SIFT2 - Processing Speed

theNeuropsychologist · June 14, 2021, 2:29pm

Hi everyone,

I have a - maybe weird - question regarding the SIFT2 algorithm. For my analysis, I used SIFT1 before and this usually took quite some time per subject (more than 2 hours I think). Because I see the advantages of it now, I tried filtering my tractography data using SIFT2. What was surprising for me, was the processing speed. SIFT2 took only 15 minutes per subject, with 10 million streamlines. Because of this significant time difference, I am afraid now, that something is going wrong here. Does anyone know, whether this time difference between SIFT1 and SIFT2 is normal? The output data looks okay to me.

I run MRtrix3 on a Linux computer (Ubuntu 20.04.2) with an Intel Core i7 processor and 16 GB RAM. Can maybe someone estimate whether 15 min for 10 million streamlines is normal with this hardware and SIFT2? Thanks in advance!

Best regards,
Lars

rsmith · July 1, 2021, 3:17am

Hi Lars,

It’s difficult to do a one-to-one computational comparison between SIFT and SIFT2. For instance, if I were comparing pipelines rather than the methods themselves, I’d probably be comparing generating 10M streamlines and running SIFT2 to generating maybe 50M streamlines and using SIFT to filter to 10M, making the pipeline endpoints comparable, in which case the primary processing time differences would actually come from the increased number of streamlines generated, not the SIFT / SIFT2 methods themselves.

If you’re comparing the two algorithms with the same number of input streamlines, I would still expect SIFT2 to run faster, because the complexity of calculations to be performed per iteration are comparable (within an order of magnitude at least) but the number of iterations required is much smaller for SIFT2.

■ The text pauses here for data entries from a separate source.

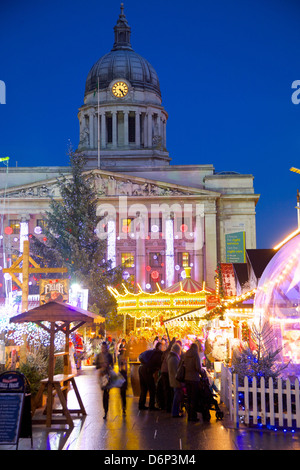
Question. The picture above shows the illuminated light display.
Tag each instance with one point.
(184, 228)
(111, 242)
(169, 252)
(181, 297)
(38, 230)
(155, 274)
(277, 301)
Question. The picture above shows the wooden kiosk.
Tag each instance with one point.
(54, 317)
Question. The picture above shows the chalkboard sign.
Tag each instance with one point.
(11, 409)
(15, 410)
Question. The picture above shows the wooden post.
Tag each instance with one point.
(50, 377)
(25, 276)
(25, 270)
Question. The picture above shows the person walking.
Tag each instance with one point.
(121, 351)
(192, 380)
(104, 363)
(146, 375)
(123, 372)
(178, 394)
(167, 390)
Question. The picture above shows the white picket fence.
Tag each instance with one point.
(261, 403)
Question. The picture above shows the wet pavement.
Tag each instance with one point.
(146, 430)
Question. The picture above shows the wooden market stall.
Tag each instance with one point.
(54, 317)
(149, 309)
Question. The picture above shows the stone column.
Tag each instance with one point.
(149, 129)
(126, 128)
(165, 133)
(91, 129)
(210, 248)
(140, 251)
(103, 131)
(111, 241)
(170, 265)
(114, 128)
(137, 129)
(198, 245)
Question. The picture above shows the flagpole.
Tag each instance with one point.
(98, 128)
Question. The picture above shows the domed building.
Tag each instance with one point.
(163, 217)
(123, 97)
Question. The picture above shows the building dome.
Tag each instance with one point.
(122, 62)
(277, 303)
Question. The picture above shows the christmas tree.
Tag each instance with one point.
(70, 237)
(259, 360)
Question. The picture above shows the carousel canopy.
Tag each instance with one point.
(177, 299)
(56, 312)
(188, 285)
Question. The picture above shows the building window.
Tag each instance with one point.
(41, 223)
(184, 224)
(155, 259)
(131, 127)
(109, 129)
(127, 260)
(184, 259)
(15, 225)
(155, 225)
(127, 225)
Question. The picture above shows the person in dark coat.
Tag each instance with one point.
(192, 380)
(147, 382)
(104, 362)
(167, 390)
(178, 394)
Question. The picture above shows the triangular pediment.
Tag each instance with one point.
(108, 184)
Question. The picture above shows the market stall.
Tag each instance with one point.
(144, 311)
(54, 317)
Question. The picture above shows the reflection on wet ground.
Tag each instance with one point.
(146, 430)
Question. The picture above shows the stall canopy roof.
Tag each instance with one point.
(56, 311)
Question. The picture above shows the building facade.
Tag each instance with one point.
(158, 218)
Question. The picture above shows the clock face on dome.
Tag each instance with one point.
(120, 89)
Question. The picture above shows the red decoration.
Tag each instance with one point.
(155, 275)
(183, 228)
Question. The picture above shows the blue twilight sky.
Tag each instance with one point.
(225, 67)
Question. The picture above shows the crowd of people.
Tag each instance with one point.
(158, 376)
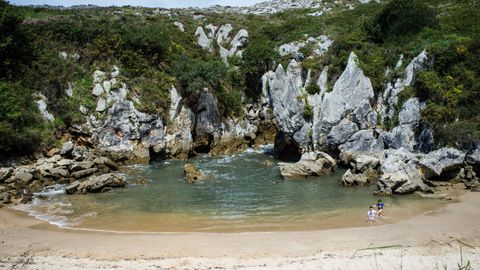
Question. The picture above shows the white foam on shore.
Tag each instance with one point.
(46, 206)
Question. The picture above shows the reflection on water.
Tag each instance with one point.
(243, 192)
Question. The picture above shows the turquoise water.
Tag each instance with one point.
(243, 192)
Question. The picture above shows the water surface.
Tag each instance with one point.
(241, 193)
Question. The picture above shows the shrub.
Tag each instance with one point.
(399, 18)
(22, 131)
(313, 89)
(258, 58)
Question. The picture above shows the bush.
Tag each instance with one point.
(22, 131)
(258, 58)
(313, 89)
(399, 18)
(15, 50)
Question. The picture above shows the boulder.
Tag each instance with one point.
(400, 174)
(442, 161)
(23, 177)
(202, 39)
(342, 132)
(96, 184)
(78, 166)
(311, 164)
(5, 173)
(360, 162)
(52, 152)
(363, 141)
(352, 93)
(469, 177)
(207, 121)
(65, 162)
(354, 179)
(84, 173)
(192, 174)
(67, 148)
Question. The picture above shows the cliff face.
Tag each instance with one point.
(138, 84)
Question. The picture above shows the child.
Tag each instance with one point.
(372, 215)
(380, 205)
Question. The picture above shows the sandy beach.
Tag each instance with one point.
(432, 240)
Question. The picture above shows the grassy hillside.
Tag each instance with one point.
(153, 54)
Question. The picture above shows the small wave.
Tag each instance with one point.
(51, 191)
(262, 149)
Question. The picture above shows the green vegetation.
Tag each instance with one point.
(153, 55)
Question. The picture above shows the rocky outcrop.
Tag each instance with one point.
(178, 138)
(354, 179)
(439, 163)
(192, 174)
(319, 46)
(352, 95)
(470, 178)
(400, 174)
(42, 107)
(390, 96)
(122, 132)
(311, 164)
(77, 164)
(227, 46)
(96, 184)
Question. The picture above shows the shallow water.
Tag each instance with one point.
(241, 193)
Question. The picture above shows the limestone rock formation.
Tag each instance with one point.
(311, 164)
(96, 184)
(192, 174)
(354, 179)
(400, 174)
(442, 161)
(221, 37)
(352, 91)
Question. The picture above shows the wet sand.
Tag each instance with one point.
(428, 241)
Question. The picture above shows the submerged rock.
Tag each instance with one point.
(96, 184)
(357, 179)
(311, 164)
(192, 174)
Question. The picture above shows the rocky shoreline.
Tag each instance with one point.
(346, 127)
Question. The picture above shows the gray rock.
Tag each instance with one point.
(97, 90)
(342, 132)
(96, 184)
(207, 120)
(192, 174)
(363, 141)
(23, 177)
(84, 173)
(399, 174)
(65, 162)
(101, 105)
(311, 164)
(78, 166)
(67, 149)
(352, 93)
(180, 26)
(59, 173)
(240, 41)
(42, 107)
(360, 162)
(202, 39)
(410, 113)
(5, 173)
(223, 33)
(441, 161)
(354, 179)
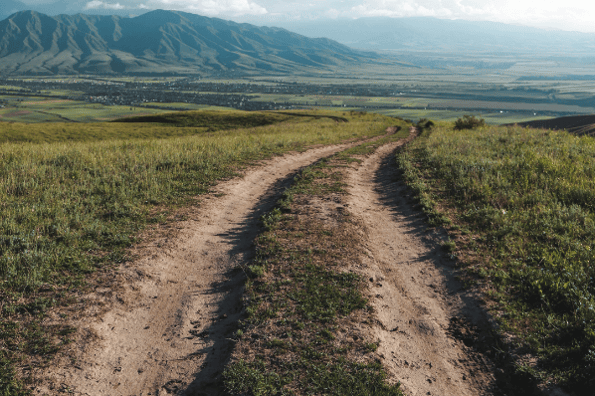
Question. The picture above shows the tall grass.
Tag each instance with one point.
(69, 208)
(529, 197)
(58, 202)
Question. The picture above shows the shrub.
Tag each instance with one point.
(469, 122)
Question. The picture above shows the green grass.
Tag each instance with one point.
(298, 290)
(525, 201)
(70, 209)
(41, 110)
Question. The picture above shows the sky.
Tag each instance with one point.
(574, 15)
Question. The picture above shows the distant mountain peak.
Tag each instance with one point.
(159, 41)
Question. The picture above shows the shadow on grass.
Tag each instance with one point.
(473, 324)
(207, 380)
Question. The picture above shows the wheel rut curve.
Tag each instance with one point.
(413, 288)
(170, 328)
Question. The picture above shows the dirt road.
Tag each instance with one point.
(171, 326)
(416, 295)
(170, 331)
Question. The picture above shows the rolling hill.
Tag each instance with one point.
(158, 42)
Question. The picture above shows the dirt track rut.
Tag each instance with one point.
(415, 293)
(171, 329)
(169, 333)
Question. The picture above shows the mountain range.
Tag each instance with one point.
(158, 42)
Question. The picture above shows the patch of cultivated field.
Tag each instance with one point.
(520, 204)
(74, 197)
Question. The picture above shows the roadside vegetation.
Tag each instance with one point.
(307, 308)
(160, 126)
(520, 206)
(71, 208)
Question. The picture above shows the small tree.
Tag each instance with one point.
(469, 122)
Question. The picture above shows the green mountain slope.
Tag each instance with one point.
(157, 42)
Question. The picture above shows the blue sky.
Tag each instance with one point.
(575, 15)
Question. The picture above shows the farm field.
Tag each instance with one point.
(35, 109)
(71, 210)
(519, 206)
(231, 278)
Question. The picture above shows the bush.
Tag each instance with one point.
(424, 123)
(469, 122)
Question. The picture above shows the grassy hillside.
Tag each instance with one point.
(159, 126)
(68, 209)
(521, 205)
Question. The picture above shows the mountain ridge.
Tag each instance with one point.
(158, 42)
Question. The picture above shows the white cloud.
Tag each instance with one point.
(211, 7)
(568, 15)
(95, 4)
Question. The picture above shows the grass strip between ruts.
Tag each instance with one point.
(307, 311)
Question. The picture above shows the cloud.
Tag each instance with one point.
(96, 4)
(211, 7)
(570, 14)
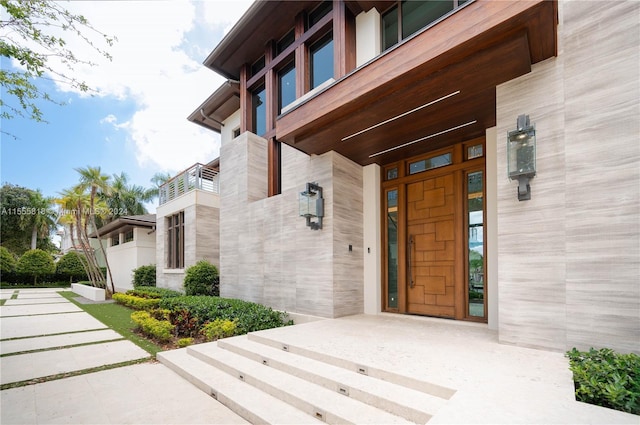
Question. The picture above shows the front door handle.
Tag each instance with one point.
(409, 261)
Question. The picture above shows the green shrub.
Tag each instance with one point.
(36, 263)
(144, 276)
(219, 328)
(185, 342)
(249, 316)
(185, 324)
(606, 378)
(158, 329)
(138, 303)
(153, 292)
(202, 279)
(71, 266)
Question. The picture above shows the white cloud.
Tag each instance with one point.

First, consider the calculations per iteration. For SIFT, it has to estimate, for every streamline not yet removed, how the cost function would change if that streamline were removed; the complexity of this scales approximately as the number of fixels traversed per streamline, summed across all streamlines. For SIFT2, there are two primary calculations per iteration: firstly, each streamline weight is optimised based on the set of fixels it traverses, then the streamlines density per fixel is updated based on these new weights; both of these scale in complexity with the number of fixels traversed per streamline summed across all streamlines. While the actual underlying calculations are more complex in the latter case, leading to a longer computation time per iteration, the scaling properties relative to the sizes of the input data are equivalent.

Where SIFT2 cuts down on processing time is in the number of iterations. While I’ve never been completely happy with performance of the optimisation algorithm in later iterations, it does converge to a half-decent solution in a very small number of iterations, and the total number of iterations is not too large. SIFT on the other hand is limited in how much progress it can make in a single iteration, because as it removes more and more streamlines, the calculations it made at the start of the iteration become inaccurate, and so it has to recalculate. And when that happens, it recalculates everything, including those streamlines that are almost certainly never going to be removed.

(Indeed even with this constant recalculation, and a huge number of iterations, it’s still possible for artifacts to manifest, because with the way the algorithm is designed, it’s persistently operating based on outdated calculations)

I’ve no concern with a 15 minute run time for 10 million streamlines with typical number of threads / number of fixels. If you’re uncertain, try running with the -output_debug flag, which dumps into the working directory a bunch of images that show the influence of the modulated streamline weights on the model fit.

Cheers
Rob

theNeuropsychologist · July 7, 2021, 12:58pm

Hi Rob,

thank you so much for this very comprehensive reply. That was incredibly helpful for me! I am glad to hear that you have no concerns regarding the run time. In fact, I have analyzed the results of SIFT2 by now and it all looks very good. It is great how much time one can save with SIFT2, with the same amount of streamlines in the end. Thanks again!

Best regards,
Lars